Le rugby aussi c'est une drôle d'histoire, Manu qui s'occupait de l'équipe départementale m'a un jour vu courir sans m'arrêter au milieu de collègues qui buvaient leurs cafés à Bon Voyage, le but étant d'essayer qu'ils se le renversent dessus évidemment... il m'a dit:
"T’es costaud, tu cours vite, viens à l’entraînement de l’équipe départementale tu vas peut-être nous servir !"
Je n’ai donc pas intégré l’équipe pour mes talents de rugbyman car je suis un spécialiste des en avants et des “calzones” (Ce sont des passes ratées où le but est de viser les mains de son coéquipier mais le ballon fini sur ses pieds) mais ce n’est pas grave puisqu’on ne demande pas à un pilier de faire des passes. Comme l’a dit Ali, « l’essentiel c’est de mettre la tête là où les autres ne veulent pas mettre les pieds ». Je suis tombé amoureux de ce sport et de toutes les valeurs qu’il véhicule je me suis donc inscrit en club à Saint-Laurent du Var où j’ai joué pendant 6 ans.

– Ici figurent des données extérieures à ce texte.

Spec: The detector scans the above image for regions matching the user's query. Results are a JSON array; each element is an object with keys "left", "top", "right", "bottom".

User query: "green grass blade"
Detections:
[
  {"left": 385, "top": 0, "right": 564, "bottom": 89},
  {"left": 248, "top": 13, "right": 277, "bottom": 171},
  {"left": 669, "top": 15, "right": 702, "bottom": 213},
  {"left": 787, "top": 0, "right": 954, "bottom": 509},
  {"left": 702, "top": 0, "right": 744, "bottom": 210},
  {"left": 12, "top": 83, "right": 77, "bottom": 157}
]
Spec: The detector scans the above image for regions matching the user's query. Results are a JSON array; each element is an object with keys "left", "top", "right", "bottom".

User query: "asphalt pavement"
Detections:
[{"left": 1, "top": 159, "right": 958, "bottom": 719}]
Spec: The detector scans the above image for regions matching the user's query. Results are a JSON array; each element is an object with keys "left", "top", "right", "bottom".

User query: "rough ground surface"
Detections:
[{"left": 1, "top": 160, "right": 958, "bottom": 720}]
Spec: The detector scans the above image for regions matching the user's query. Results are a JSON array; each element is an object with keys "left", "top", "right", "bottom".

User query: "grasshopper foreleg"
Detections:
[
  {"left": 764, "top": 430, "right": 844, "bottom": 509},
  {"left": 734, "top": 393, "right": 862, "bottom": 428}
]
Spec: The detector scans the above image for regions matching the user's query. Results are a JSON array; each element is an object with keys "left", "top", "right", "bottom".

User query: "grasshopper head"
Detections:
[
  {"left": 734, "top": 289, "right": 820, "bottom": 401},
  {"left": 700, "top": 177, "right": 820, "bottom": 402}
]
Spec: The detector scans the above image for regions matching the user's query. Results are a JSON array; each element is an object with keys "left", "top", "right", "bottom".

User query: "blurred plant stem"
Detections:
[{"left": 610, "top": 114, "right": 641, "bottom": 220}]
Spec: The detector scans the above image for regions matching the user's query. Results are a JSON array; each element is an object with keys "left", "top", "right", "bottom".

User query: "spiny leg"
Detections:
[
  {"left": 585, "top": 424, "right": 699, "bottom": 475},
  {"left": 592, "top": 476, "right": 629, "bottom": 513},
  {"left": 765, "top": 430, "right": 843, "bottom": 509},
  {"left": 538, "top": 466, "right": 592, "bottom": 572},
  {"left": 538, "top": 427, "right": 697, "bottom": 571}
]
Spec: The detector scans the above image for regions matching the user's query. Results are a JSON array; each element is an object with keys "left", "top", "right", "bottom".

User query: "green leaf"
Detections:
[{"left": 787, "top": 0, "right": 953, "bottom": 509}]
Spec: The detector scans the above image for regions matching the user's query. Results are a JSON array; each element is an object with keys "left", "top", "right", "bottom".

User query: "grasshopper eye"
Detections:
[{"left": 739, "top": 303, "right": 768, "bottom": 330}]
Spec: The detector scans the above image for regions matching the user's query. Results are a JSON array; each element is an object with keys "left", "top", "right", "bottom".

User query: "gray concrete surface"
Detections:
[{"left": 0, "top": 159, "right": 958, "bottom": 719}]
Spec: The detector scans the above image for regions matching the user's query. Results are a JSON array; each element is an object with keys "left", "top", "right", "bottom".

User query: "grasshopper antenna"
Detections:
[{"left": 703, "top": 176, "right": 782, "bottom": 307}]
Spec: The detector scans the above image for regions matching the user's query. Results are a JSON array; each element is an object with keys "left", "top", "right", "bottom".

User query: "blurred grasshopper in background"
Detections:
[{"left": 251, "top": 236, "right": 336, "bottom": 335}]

Mon plus beau souvenir est quand même cette finale avec l’équipe départementale du SDIS 06 que nous avons remporté et terminé champion de France de 2nde division et rassurez-vous ce n’était toujours pas grâce à mes passes ! Bref une belle équipe de copains.
Visiblement tu as transmis le goût de l’effort à ta fille mais ce n’est pas tout à fait dans le même sport… Une petite fille qui commence par la danse classique c’est commun mais à quel moment vous êtes-vous rendu compte qu’elle avait certaines prédispositions pour aller plus loin ?
Lorsqu’il s’agit de son enfant et surtout de sa petite fille généralement difficile de se montrer objectif…
On trouvait qu’elle était agréable à regarder sur scène d’autant plus qu’elle était toujours devant. Ses professeures et les parents d’enfants de son cours nous disaient qu’elle dansait bien. Un jour sa professeure de classique a demandé à nous parler et nous a dit que Chloé avait des capacités et le physique pour aller plus loin. Nous avons eu une discussion ma femme et moi puis nous avons demandé à notre fille ce qu’elle voulait faire et nous a répondu: “j’aimerais essayer de devenir danseuse” et nous voilà tous partis dans son aventure. Nous avons rencontré sa professeure actuelle ancienne danseuse du ballet de l’Opéra de Paris et préparatrice mental au sein de cette institution qui l’a emmené à son niveau actuel mais la route est encore très longue.
La danse c’est un truc de fille… et pourtant tu t’es mis à faire des chignons et de la couture… Qu’est-ce qui t’a poussé à relever le challenge (l’envie de partager, l’envie de soutenir, ?) Comment as-tu appris/développé cette activité délicate ?
Si c’était que les chignons et la couture... Avant ça j’ai joué à la dinette et à la reine des neiges... (J’ai réussi à moyenner le rôle de Olaf… je m’en suis bien sorti)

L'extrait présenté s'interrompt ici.